Tallemant dit que si le Prince et la Princesse ne s'étaient pas retrouvés en prison, jamais ils n'auraient eu d'enfants. C'est le 16 septembre 1617, que tous deux furent enfermés à Vincennes, et c'est le 20 décembre, même année, que Charlotte accouchait d'un fils mort en naissant ; elle-même fut en grand danger de mort. L'année suivante un accident (29 août 1618) lui enlevait deux jumeaux.

Pendant la prison de M. le Prince, le lendemain que Mme la Princesse sa femme fut accouchée de deux enfants morts, pour avoir été incommodée de la fumée qu'il faisait dans la chambre au bois de Vincennes, Malherbe trouvait un conseiller de province, de ses amis, en grande tristesse, chez M. le garde des Sceaux du Vour. — Qu'avez-vous ? lui demanda-t-il. — Les gens de bien, répondit cet homme, pourraient-ils avoir de la joie quand on vient de perdre deux princes du sang ? — Malherbe lui repartit : Monsieur, Monsieur, cela ne doit point vous affliger, ne vous souciez que de bien servir, vous ne manquerez jamais de maître. TALLEMANT DES RÉAUX, II, op. cit., p. 250, éd. Monmerqué.

Alors qu'il acceptait un maître, le poète courtisan estimait que le bien servir était se faire, par des poésies, l'entremetteur courtisan des amours royales.

[35] Voir plus bas quelques mots, en note, sur le cardinal de La Valette.

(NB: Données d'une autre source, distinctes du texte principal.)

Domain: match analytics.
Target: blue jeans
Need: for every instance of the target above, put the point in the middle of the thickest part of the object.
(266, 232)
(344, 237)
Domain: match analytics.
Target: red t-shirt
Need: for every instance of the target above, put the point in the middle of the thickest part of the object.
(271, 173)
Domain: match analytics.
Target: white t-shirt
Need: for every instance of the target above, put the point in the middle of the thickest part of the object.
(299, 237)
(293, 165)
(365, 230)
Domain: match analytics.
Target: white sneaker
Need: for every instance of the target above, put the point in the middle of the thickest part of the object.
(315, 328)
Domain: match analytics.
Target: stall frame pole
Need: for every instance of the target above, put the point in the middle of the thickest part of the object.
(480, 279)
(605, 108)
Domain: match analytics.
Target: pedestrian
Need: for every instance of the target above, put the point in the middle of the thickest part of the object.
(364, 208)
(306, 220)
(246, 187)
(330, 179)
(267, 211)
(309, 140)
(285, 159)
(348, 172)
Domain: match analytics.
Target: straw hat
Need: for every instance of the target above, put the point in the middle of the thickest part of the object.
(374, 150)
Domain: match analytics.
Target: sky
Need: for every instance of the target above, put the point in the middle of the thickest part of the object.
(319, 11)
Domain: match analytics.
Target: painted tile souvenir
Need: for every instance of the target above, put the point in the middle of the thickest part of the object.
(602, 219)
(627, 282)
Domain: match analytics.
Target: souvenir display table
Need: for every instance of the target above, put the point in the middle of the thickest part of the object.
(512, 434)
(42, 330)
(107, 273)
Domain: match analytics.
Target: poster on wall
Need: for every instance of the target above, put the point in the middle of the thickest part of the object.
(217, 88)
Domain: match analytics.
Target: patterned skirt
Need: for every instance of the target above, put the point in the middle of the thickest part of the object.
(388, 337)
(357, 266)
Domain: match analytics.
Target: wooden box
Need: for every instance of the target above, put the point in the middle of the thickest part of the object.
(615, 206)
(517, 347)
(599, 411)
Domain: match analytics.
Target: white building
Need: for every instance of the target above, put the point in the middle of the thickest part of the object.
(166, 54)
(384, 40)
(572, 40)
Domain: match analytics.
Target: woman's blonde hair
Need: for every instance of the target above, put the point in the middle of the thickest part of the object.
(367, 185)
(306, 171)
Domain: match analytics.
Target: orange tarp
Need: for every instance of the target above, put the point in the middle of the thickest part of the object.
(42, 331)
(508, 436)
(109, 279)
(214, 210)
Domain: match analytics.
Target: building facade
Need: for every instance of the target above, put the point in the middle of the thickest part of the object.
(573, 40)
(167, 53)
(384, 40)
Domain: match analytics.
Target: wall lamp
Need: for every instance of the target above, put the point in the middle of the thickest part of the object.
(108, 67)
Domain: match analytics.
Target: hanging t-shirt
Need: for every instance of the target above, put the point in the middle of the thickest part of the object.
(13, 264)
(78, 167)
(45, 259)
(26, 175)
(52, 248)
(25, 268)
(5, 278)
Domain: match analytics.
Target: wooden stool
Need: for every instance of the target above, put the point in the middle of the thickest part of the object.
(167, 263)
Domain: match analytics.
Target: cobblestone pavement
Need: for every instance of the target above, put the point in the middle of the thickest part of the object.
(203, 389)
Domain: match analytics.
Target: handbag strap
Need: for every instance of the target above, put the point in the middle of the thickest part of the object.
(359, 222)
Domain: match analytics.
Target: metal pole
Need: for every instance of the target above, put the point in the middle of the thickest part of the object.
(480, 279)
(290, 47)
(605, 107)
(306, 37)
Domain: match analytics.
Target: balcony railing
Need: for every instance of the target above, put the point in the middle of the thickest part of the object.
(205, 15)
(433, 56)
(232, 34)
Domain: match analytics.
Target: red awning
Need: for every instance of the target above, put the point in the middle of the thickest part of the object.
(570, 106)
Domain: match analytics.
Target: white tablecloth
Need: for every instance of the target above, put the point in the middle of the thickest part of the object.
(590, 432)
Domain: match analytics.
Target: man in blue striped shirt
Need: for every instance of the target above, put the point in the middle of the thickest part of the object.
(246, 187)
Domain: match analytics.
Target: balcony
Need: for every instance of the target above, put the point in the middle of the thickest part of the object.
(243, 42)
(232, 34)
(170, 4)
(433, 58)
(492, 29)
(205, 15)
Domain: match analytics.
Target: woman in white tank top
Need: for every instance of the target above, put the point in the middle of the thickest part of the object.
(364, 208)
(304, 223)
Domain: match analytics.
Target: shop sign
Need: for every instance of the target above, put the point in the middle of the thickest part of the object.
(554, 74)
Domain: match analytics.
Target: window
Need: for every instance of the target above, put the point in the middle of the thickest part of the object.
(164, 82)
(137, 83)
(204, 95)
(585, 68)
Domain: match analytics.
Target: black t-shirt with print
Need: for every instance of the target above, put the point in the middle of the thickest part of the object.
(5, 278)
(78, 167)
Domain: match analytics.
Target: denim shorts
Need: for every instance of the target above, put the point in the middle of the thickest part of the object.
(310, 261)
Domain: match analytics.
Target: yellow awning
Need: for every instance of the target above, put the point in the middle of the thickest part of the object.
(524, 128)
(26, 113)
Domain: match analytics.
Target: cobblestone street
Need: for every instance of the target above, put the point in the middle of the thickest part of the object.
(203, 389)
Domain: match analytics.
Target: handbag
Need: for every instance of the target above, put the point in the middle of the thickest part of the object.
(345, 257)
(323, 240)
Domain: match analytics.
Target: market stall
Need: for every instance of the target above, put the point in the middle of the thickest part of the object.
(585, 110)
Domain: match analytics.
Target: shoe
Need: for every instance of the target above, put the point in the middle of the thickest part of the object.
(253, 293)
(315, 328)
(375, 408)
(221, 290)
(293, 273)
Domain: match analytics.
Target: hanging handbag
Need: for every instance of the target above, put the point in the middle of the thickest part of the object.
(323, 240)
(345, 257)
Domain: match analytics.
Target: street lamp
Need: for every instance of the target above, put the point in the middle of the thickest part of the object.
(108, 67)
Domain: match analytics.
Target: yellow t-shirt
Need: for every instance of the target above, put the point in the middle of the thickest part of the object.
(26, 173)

[36] Monmerqué met en note : C'est, dit Tallemant, une injure en Italie, comme ici : visage de bois flotté. — On dit, par injure à une personne, que c'est un plaisant visage ; un visage de bois flotté, un visage de cuir bouilli, un visage à étui quand il est noir, rude, couperosé. Dict. de Trévoux.

[37] Mme de Combalet, depuis duchesse d'Aiguillon, était la nièce de Richelieu. Voir dans TALLEMANT DES RÉAUX, op. cit., III, pp. 12-22, l'Historiette de Mme d'Aiguillon : ... On a fort médit de son oncle et d'elle. Il aimait les belles femmes et craignait le scandale. Sa nièce était belle et on ne pouvait trouver étrange qu'il vécût familièrement avec elle. Effectivement, elle en usait peu modérément ; car, à cause qu'il aimait les bouquets, elle en avait toujours et l'allait voir la gorge découverte. Un soir, qu'il sortait assez tard de chez Mme de Chevreuse : Ne laissons pas, dit-il, d'aller chez ma nièce, car, que dirait-elle, si je n'y allais !... Gautier dit délicatement en parlant du crédit qu'elle avait sur son oncle : Samson n'avait plus de force quand il était dans les bras de cette Dalila... Madame la Princesse avait recherché l'amitié de Madame d'Aiguillon pour avoir la protection du Cardinal, car elle craignait que son mari ne la confinât à Bourges. Elle appelait le cardinal de la Valette mon époux, et lui, mon épouse... Louis Nogaret d'Épernon, cardinal de La Valette (1593-1639), était né à Bourges. En 1628, il abandonnait l'archevêché de Toulouse et se dévouait à Richelieu pour le servir dans les armées. Il fut gouverneur de Metz, puis d'Anjou, commanda les troupes qui se joignirent sur le Rhin au duc de Weimar. En 1638, il remplaçait Créqui à l'armée d'Italie. Ses Mémoires ont été rédigés par Jacques Talon.